# brought home Shooting Star!!!



## Dede (Jul 8, 2006)

Hi all, I am brand new and just posted a "hello". I brought home a Shooting Star yesterday....I cant believe how pretty the MSF's are to look at! This is darker than my fave (So Ceylon) with pronounced gold veining....so purty....saw the duo MSF eyeshadows too....Oh god! want all of 'em. Seriously...I also brought home Vibrational and Orangedescence (sp?)....I know I love the yellow one...the orange one was pretty good (obv. enuf to buy) but the jury is still out!

Dede


----------



## pinkiestarlet (Jul 8, 2006)

Ohmigawd! Can you post pictures please??


----------



## Luxurious (Jul 8, 2006)

yes, i'd love to see a pic of the MSF. nice haul.


----------



## MacVirgin (Jul 8, 2006)

Nice haul!!!! please post a pic


----------



## brandiisamonkey (Jul 8, 2006)

YES post a pic! We are all dying to see it lol


----------



## .nicole. (Jul 8, 2006)

omg they are already out?? *tear*


----------



## hyperRealGurl (Jul 8, 2006)

Cool


----------



## Dede (Jul 8, 2006)

*shooting star - not out and no pics *

Hi y'all...no they are not out officially, I just got my hands on one 
	

	
	
		
		

		
		
	


	




 Check me out on MUA as dedecakes if you want more info (hope I can say that here and apologize if thats a no-no).
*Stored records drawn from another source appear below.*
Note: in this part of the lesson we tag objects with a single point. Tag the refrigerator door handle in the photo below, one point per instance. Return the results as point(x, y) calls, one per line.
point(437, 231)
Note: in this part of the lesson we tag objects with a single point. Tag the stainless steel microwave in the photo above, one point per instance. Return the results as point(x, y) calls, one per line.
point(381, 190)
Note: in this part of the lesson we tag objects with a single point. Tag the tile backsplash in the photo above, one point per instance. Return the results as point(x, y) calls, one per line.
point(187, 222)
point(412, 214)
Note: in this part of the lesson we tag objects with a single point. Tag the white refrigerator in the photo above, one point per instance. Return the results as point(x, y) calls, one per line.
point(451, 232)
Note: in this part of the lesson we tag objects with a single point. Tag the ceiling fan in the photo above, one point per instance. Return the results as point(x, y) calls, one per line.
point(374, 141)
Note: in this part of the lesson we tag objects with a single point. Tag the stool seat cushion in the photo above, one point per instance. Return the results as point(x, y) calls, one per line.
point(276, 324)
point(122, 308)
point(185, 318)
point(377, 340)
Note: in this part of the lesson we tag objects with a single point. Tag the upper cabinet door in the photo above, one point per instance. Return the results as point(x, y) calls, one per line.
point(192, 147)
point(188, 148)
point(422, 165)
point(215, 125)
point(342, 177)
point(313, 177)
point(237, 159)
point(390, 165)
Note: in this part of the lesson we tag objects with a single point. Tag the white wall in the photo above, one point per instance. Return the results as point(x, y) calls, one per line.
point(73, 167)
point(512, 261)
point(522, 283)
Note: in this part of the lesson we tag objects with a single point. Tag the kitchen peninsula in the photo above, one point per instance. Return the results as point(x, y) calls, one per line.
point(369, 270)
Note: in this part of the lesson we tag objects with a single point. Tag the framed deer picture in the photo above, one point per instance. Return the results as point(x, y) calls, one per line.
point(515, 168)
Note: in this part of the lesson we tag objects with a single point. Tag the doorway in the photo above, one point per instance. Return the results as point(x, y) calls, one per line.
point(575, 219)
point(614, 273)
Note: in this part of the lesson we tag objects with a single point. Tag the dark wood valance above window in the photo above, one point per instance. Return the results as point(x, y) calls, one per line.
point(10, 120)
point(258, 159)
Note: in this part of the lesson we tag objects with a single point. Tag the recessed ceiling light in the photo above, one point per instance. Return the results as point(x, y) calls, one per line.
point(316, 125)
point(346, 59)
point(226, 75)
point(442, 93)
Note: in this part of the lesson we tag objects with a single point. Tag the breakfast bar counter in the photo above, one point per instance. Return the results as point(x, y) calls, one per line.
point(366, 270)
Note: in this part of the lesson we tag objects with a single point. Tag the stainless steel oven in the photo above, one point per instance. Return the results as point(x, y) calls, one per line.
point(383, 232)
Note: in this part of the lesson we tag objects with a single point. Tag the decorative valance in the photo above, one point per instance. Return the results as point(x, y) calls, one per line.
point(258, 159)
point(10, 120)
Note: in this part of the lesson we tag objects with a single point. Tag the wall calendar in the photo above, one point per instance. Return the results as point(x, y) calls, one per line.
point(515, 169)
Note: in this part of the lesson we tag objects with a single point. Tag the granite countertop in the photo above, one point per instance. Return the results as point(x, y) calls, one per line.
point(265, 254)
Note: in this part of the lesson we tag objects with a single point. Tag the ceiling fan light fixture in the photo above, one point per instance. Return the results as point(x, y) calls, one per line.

Cant do a pic 'cause my 16 yo son took the digital for the week!!! It is darker than So Ceylon and the gold veining, at least in the one I got, is very pronounced and purty. I think it will be liked better than Naked You, but that is just my personal opinion

Also, I am waaayyy out in the country with no cable in my town and no DSL so if anyone has tips about pictures and stuff on dial-up puleeze let me know!

Dede


----------



## cloverette (Jul 8, 2006)

hi dede,

why are you giving it up for swap?


----------



## aziajs (Jul 9, 2006)

Shooting Star sounds beautiful.  My MA told me that it reminded her of Gold Desposit so I can't wait to see it.  I was hoping there would be a MSF some day that was darker than So Ceylon but not as dark as Metal Rock.


----------



## Cool Kitten (Jul 9, 2006)

wow, darker than So Ceylon? I guess i won't be getting it, So Ceylon is as dark as i can go...


----------



## devin (Jul 9, 2006)

ooooooh i can't wait to get my hands on it!!!!


----------



## Patricia (Jul 9, 2006)

oh really? i think i'm sad 
	

	
	
		
		

		
		
	


	




 it looked lighter than shimpagne in the pic... i really thought it was gonna be different... most prob it would look bad on me!


----------



## caroni99 (Jul 9, 2006)

Quote:

   Originally Posted by *aziajs* 
_Shooting Star sounds beautiful.  My MA told me that it reminded her of Gold Desposit so I can't wait to see it.  I was hoping there would be a MSF some day that was darker than So Ceylon but not as dark as Metal Rock._

 

That's exactly what I was hoping to hear


----------



## allan_willb (Jul 9, 2006)

wow!Sounds great.But when you get the camera back can I pls see a pic?


----------



## Sophia84 (Jul 9, 2006)

Ohh great haul!!!! Do you think Shooting Star it's too much for a NC20?? I keep hearing that Shimpagne is only shimmers without color!


----------